Wien. Zunächst einmal gilt sie als Errungenschaft: Die Arbeitnehmerfreizügigkeit. Sie erlaubt, dass sich EU-Bürger unabhängig von ihrer Staatsbürgerschaft in jedem anderen Mitgliedsland der Union zum Arbeiten niederlassen. Mit den gleichen Rechten und Pflichten wie die Staatsangehörigen. Eine aktuelle Studie geht mit der Arbeitnehmerfreizügigkeit kritisch ins Gericht. Betroffen von der Abwanderung sind vor allem die östlichen EU-Länder, in denen man wesentlich schlechter verdient als im Westen. Es gehen Hochqualifizierte wie Wissenschaftler und Ärzte, denen in wohlhabenden Ländern höhere Löhne winken. Aber auch weniger gut Ausgebildete verlassen die Heimat und helfen in Niedriglohnbranchen aus: Im österreichischen Tourismus ist etwa jede zweite Stelle mit einem Ausländer besetzt. Weil sich für viele Jobs keine Österreicher finden.

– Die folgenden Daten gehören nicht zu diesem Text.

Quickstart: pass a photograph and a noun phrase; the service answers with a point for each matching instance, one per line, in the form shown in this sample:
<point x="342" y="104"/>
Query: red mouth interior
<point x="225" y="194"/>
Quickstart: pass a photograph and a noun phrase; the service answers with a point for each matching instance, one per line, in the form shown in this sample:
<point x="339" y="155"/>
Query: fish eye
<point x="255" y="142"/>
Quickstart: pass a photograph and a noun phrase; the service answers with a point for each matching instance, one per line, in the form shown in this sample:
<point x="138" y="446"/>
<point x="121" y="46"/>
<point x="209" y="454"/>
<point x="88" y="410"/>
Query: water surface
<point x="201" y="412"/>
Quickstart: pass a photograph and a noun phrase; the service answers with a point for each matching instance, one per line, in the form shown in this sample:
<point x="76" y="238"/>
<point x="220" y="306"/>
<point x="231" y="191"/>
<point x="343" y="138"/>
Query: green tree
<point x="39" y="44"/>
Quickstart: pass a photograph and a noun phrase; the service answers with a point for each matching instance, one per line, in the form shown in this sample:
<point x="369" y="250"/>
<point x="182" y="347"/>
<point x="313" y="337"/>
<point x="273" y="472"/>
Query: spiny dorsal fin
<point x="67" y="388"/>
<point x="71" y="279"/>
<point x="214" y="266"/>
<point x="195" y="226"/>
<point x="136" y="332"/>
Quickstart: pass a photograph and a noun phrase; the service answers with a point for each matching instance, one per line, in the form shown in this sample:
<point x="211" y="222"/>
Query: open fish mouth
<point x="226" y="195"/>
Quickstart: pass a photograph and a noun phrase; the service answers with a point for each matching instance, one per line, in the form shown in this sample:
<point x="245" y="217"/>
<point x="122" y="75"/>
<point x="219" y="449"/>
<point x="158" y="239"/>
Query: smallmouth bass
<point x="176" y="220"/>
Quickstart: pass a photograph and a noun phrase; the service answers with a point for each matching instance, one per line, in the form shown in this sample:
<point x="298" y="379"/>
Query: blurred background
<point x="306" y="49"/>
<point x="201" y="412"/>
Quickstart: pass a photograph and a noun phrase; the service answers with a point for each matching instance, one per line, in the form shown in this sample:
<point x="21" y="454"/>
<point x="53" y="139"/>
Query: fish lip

In den vergangenen zehn Jahren hat die Arbeitsmigration in der EU um die Hälfte zugenommen, so die Experten des Centre for European Policy Studies (CEPS) in Brüssel. Das habe einerseits einen signifikanten Beitrag für das Wirtschaftswachstum in den Gastländern gebracht, und es nütze auch jenen, die zu Hause bleiben. Aber im Entsendeland trage die Migration von Hochqualifizierten (Brain-Drain) auch zu einer „unverhältnismäßig hohen negativen Auswirkung auf die Produktivität und Wirtschaftsleistung“ bei. Und sie führe zur Aushöhlung des Steueraufkommens im Ursprungsland.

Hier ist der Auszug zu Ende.